Patients included in this study were allocated, in turn, to three distinct staining methods: 0.05% CV alone, 1% MB alone, or 0.05% CV plus 1% MB (CM double). Each dye (5 mL) was sprayed onto the surface of a rectal polyp and its surrounding normal mucosa through a non-traumatic catheter (Olympus 6233064; Olympus). The mucosal surface was immediately washed with distilled water containing dimethicone, followed by EC of the normal mucosa for 5 min, while keeping the tip of the EC in gentle contact with the surface of the mucosa.

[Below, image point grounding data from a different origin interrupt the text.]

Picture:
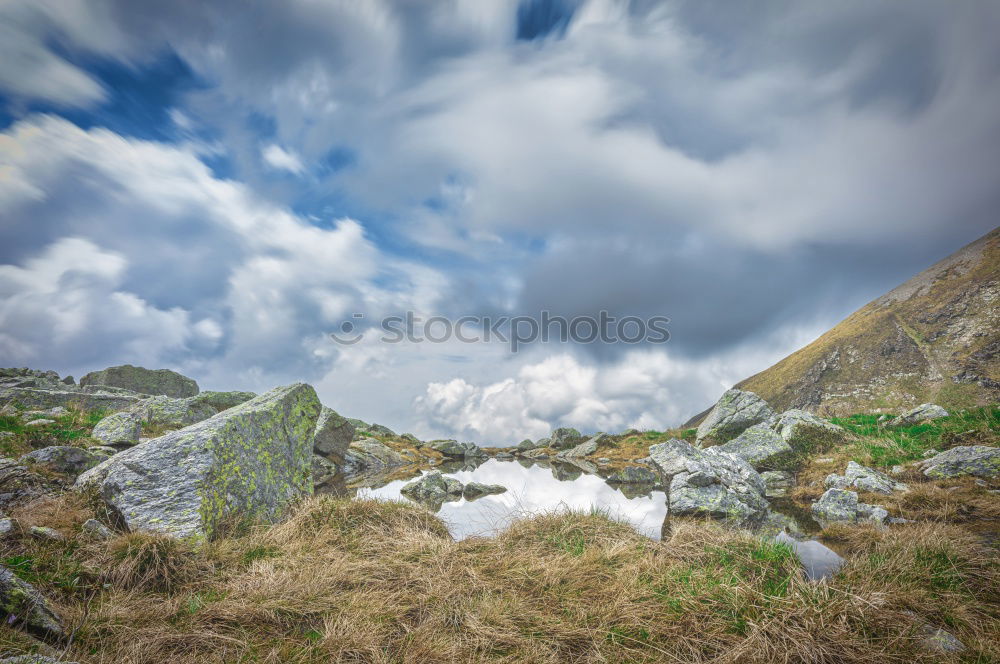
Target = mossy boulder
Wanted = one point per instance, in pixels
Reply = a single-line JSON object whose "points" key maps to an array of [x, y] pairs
{"points": [[144, 381], [333, 434], [246, 463], [733, 414]]}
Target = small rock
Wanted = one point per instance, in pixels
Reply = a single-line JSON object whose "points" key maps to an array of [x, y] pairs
{"points": [[119, 429], [46, 533], [925, 411], [63, 459], [633, 475], [96, 529], [25, 605]]}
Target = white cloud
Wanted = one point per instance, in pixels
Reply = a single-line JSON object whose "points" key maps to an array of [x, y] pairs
{"points": [[280, 159]]}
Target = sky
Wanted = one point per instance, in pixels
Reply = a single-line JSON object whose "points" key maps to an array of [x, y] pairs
{"points": [[215, 187]]}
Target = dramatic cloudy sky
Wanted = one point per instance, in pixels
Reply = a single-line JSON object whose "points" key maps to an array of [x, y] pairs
{"points": [[215, 186]]}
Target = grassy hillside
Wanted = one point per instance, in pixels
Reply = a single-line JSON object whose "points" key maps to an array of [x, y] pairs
{"points": [[934, 338]]}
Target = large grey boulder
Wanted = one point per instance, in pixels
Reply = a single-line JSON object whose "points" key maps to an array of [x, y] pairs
{"points": [[733, 414], [246, 463], [863, 478], [805, 432], [333, 434], [761, 446], [23, 605], [565, 438], [119, 429], [976, 460], [709, 482], [371, 455], [925, 411], [585, 448], [144, 381], [30, 397], [63, 459]]}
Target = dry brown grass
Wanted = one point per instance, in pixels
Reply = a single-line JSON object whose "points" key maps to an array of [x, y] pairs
{"points": [[365, 581]]}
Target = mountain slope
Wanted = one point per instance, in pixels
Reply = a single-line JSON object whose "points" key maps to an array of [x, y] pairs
{"points": [[934, 338]]}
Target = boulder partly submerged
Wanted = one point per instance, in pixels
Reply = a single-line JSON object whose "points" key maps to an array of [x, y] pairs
{"points": [[709, 482], [143, 381], [976, 460], [247, 463], [733, 414]]}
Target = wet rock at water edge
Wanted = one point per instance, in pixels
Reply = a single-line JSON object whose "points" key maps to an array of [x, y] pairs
{"points": [[734, 413], [474, 490], [709, 482], [863, 478]]}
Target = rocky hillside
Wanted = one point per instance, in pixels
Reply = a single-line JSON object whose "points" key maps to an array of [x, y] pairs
{"points": [[934, 338]]}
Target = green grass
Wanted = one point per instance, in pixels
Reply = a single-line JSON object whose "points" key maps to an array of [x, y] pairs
{"points": [[880, 445]]}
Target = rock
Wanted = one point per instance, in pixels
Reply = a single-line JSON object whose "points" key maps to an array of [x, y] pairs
{"points": [[123, 428], [836, 505], [474, 490], [45, 533], [247, 462], [143, 381], [842, 506], [370, 454], [778, 482], [761, 446], [453, 448], [323, 470], [733, 414], [586, 448], [24, 605], [63, 459], [805, 432], [537, 453], [709, 482], [925, 411], [333, 434], [863, 478], [96, 529], [976, 460], [564, 438], [633, 475], [432, 486], [19, 485]]}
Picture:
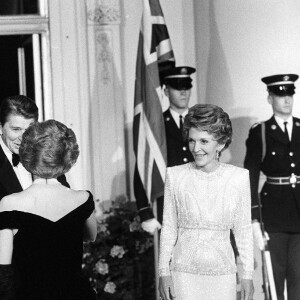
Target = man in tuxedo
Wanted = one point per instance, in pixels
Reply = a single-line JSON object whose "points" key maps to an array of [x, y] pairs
{"points": [[273, 147], [177, 83], [17, 113]]}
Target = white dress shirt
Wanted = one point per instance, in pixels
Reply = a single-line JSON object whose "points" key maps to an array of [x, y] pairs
{"points": [[176, 116], [22, 174]]}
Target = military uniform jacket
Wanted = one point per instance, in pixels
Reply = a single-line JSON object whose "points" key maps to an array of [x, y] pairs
{"points": [[9, 182], [280, 203], [178, 152]]}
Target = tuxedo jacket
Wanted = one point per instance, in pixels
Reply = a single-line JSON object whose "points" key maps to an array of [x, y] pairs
{"points": [[9, 182], [280, 204]]}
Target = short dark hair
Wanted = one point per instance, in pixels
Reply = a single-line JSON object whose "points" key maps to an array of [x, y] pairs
{"points": [[210, 118], [18, 105], [48, 149]]}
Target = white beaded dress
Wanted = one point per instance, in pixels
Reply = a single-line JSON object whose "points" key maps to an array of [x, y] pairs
{"points": [[199, 210]]}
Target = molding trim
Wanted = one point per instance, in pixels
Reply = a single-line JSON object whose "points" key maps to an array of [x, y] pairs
{"points": [[104, 13], [104, 55]]}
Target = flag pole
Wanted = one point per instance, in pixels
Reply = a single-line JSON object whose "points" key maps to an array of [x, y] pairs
{"points": [[156, 251]]}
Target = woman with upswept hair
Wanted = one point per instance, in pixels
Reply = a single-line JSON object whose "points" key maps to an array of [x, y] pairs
{"points": [[204, 200], [42, 228]]}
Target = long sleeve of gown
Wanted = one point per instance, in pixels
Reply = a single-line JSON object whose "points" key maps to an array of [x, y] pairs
{"points": [[242, 227], [169, 227]]}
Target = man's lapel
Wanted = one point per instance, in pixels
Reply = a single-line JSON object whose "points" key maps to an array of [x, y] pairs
{"points": [[8, 177]]}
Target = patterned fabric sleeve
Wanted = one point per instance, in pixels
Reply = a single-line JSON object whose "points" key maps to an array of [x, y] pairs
{"points": [[242, 226], [169, 227]]}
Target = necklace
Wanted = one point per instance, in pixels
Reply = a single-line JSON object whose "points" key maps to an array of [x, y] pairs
{"points": [[46, 181]]}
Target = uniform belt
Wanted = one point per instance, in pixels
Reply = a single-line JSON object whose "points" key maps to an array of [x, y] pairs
{"points": [[293, 179]]}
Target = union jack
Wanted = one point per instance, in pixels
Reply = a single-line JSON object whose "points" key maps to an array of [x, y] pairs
{"points": [[154, 48]]}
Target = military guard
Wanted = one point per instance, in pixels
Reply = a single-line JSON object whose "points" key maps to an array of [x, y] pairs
{"points": [[273, 147], [177, 84]]}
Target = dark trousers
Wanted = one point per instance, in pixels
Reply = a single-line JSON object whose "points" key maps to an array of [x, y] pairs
{"points": [[285, 257]]}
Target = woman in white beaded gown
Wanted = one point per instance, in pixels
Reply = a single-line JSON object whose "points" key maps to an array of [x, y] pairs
{"points": [[203, 201]]}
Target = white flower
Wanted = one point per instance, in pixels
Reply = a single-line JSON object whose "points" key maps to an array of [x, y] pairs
{"points": [[110, 287], [117, 251], [102, 267]]}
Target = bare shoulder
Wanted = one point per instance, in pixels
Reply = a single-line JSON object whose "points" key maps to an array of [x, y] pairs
{"points": [[9, 202], [80, 195]]}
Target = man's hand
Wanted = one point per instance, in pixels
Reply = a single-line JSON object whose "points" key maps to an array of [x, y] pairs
{"points": [[166, 288], [247, 289], [151, 225], [258, 236]]}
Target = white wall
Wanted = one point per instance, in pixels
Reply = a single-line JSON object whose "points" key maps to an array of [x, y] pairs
{"points": [[179, 17], [237, 43]]}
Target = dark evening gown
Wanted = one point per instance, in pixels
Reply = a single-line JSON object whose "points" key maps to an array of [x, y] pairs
{"points": [[47, 255]]}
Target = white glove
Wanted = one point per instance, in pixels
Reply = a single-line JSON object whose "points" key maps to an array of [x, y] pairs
{"points": [[258, 236], [151, 225]]}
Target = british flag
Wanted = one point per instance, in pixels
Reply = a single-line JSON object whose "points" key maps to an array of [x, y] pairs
{"points": [[148, 126]]}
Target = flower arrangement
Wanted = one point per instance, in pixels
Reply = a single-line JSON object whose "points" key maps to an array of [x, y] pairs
{"points": [[120, 263]]}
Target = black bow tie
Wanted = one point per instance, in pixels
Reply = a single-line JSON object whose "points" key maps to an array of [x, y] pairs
{"points": [[16, 159]]}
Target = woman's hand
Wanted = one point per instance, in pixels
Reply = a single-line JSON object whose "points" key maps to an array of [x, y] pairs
{"points": [[247, 289], [166, 288]]}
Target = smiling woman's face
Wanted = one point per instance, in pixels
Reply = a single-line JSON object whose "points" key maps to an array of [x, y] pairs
{"points": [[204, 147], [12, 131]]}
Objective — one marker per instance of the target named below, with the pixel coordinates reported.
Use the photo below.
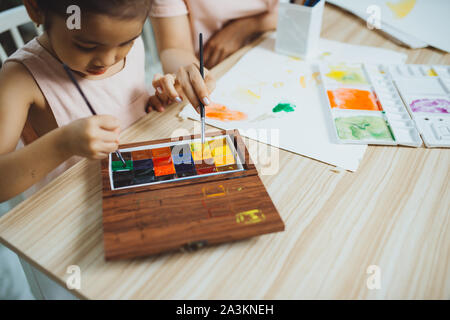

Images obtained throughout the procedure were stored on a digital versatile disk (DVD).

Image analysis

Visibility of nuclei and gland formation were evaluated as ‘recognizable’ or ‘not recognizable’. We considered nuclei and gland formation to be ‘recognizable’ when more than 50% of nuclei and gland formation were clearly visible in the field of view. To determine the optimal staining regimen, one endoscopist (K.I.), not on site and blinded to the staining regimen, assessed the times at which each specimen became ‘recognizable’ on DVD. The average time to visualization was calculated for each staining method, and the three times were compared.

In addition, to assess the reliability of this method, inter- and intraobserver agreements on the clarity of EC images of normal mucosae were assessed by three endoscopists (K.W., Y.M., and K.I.). Each evaluated 50 randomly selected EC images; 2 weeks later, the same images were again randomly presented to the three endoscopists for assessment.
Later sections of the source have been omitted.